Being creative means to express, though images, words, music or even with your body a unique look at the world; engaging with our mind in a way that helps “notice” or interpret the world in a new way.

Can you describe the time when you first realised that creating was something you absolutely had to do?

I always liked to draw and make art, but when I was young, I went to a museum on a field trip, and when I saw the art on display in these places I think I knew that was what I wanted to do more than anything else.

What are you trying to communicate with your art?

The stories that emerge when I work are sometimes personal, but always meant to be taken by each viewer to their own personal place. My experience of the world I think can seen though images I make, whether about a simple emotion or a large scale cultural issue.

Why portraits and self portraits?

I have been interested in portraits for a long time. I started with my DSLR, and then moved to mobile art. As my medium changed, I have become more interested in using a portrait as a starting point for something larger.

What do you think are the ups and downs about working with your own image?

Firstly, I am not that comfortable with my own image, but I think when I use an effect on a portrait it should be in the process of telling a story, not disguising a person or myself. I am an available subject, when I have an idea I want to pursue.

Is there an artwork you are most proud of?

That is hard to say and changes with time, and with the different results I am getting with my work. It’s usually something very recent.

How do you know when a work is finished?

That is hard for me to say. I can work on something a long time and because of the nature of mobile art it is easy to generate endless variations. My mistake is to want to post it too soon, and not let something percolate. I sometimes come back to an image and rework it. I heard somewhere that a work of art does not get finished it just stops in good places.

What kind of creative patterns, routines or rituals do you have?

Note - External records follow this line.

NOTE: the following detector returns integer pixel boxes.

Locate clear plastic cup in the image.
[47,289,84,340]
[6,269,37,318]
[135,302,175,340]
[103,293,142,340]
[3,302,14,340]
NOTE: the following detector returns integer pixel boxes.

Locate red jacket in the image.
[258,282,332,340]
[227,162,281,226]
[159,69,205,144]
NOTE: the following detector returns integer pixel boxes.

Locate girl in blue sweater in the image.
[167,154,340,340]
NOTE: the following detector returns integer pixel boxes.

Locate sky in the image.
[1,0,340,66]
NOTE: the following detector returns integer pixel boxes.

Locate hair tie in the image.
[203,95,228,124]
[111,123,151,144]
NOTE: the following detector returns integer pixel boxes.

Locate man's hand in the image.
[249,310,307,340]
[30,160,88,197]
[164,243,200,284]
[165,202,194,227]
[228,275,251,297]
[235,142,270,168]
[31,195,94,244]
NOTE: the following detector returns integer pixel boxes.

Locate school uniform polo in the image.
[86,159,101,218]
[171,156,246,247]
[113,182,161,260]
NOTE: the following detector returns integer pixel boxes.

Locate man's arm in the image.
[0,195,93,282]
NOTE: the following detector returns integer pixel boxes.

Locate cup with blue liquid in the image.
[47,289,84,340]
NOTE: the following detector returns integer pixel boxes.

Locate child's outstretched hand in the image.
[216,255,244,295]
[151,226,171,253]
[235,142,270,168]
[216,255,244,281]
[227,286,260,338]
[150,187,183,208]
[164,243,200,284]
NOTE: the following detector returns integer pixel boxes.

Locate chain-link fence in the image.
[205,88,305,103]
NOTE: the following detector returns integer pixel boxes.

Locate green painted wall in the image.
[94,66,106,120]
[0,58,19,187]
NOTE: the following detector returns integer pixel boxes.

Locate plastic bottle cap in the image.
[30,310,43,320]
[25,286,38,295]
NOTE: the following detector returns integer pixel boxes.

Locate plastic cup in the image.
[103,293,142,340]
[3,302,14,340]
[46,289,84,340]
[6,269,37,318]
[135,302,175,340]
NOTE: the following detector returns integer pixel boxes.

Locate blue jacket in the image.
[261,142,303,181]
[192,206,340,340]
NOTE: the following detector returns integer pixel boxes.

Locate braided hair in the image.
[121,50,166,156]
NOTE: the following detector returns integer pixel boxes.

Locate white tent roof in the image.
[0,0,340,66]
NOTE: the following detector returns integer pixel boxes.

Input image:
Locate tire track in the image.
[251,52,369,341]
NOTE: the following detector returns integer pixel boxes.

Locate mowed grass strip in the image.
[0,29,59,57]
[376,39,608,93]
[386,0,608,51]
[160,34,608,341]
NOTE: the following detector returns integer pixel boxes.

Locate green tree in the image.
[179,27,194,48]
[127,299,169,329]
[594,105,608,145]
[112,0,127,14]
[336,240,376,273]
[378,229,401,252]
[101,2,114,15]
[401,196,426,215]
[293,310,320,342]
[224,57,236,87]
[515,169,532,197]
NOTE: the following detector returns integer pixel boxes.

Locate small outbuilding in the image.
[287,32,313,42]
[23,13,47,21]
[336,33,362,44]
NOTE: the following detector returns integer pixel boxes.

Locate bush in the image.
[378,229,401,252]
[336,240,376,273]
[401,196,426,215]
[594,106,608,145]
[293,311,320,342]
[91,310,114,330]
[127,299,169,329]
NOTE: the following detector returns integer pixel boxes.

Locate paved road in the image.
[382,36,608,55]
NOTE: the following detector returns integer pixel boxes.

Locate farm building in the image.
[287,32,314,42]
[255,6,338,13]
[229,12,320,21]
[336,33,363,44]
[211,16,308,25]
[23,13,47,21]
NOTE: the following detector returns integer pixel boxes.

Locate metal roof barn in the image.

Actually, the beginning of the process is, for me, to constantly collect images, no matter how mundane they seem. When I have some time to create, I will begin to go over images that I have on my camera roll, looking for something that inspires me. I often work in Procreate, and come to a dead end, then will just build a new image on top of an old one, deleting and adding layers. Very occasionally, I will begin a project with an image in mind, but that is rare. It is often the process that engages me as an image develops.

What inspires you?

As with my childhood experience of going to a museum, I am definitely inspired by seeing other works of art, I collect images from social media, I have books of artists and shows that have affected me. But often the simplest thing can inspire me, literally a cloud, the look of a frozen pond, an old handwritten letter. I have boxes of old letters, and photos, which I go to, looking for inspiration.

What are your favourite tools and apps while creating?

I like my iPhone 8 and my iPad Pro. I often use Procreate and less often IColorama for painting and layering images, For finishing, I take an image to another level by taking it into Snapseed, Hipstamatic, Stackable’s or Distressed FX.

What’s the best advice you ever had about how to be more creative?

Push things beyond where you think they are finished.

What advice would you share with us?

Experiment and be open to new things. Enjoy and be inspired by the art and the world you see, but don’t compare, you have your own story to tell.

Thank you very much for your insight and time, Catherine!

I have been seen through the eyes of Catherine Shell Caddigan!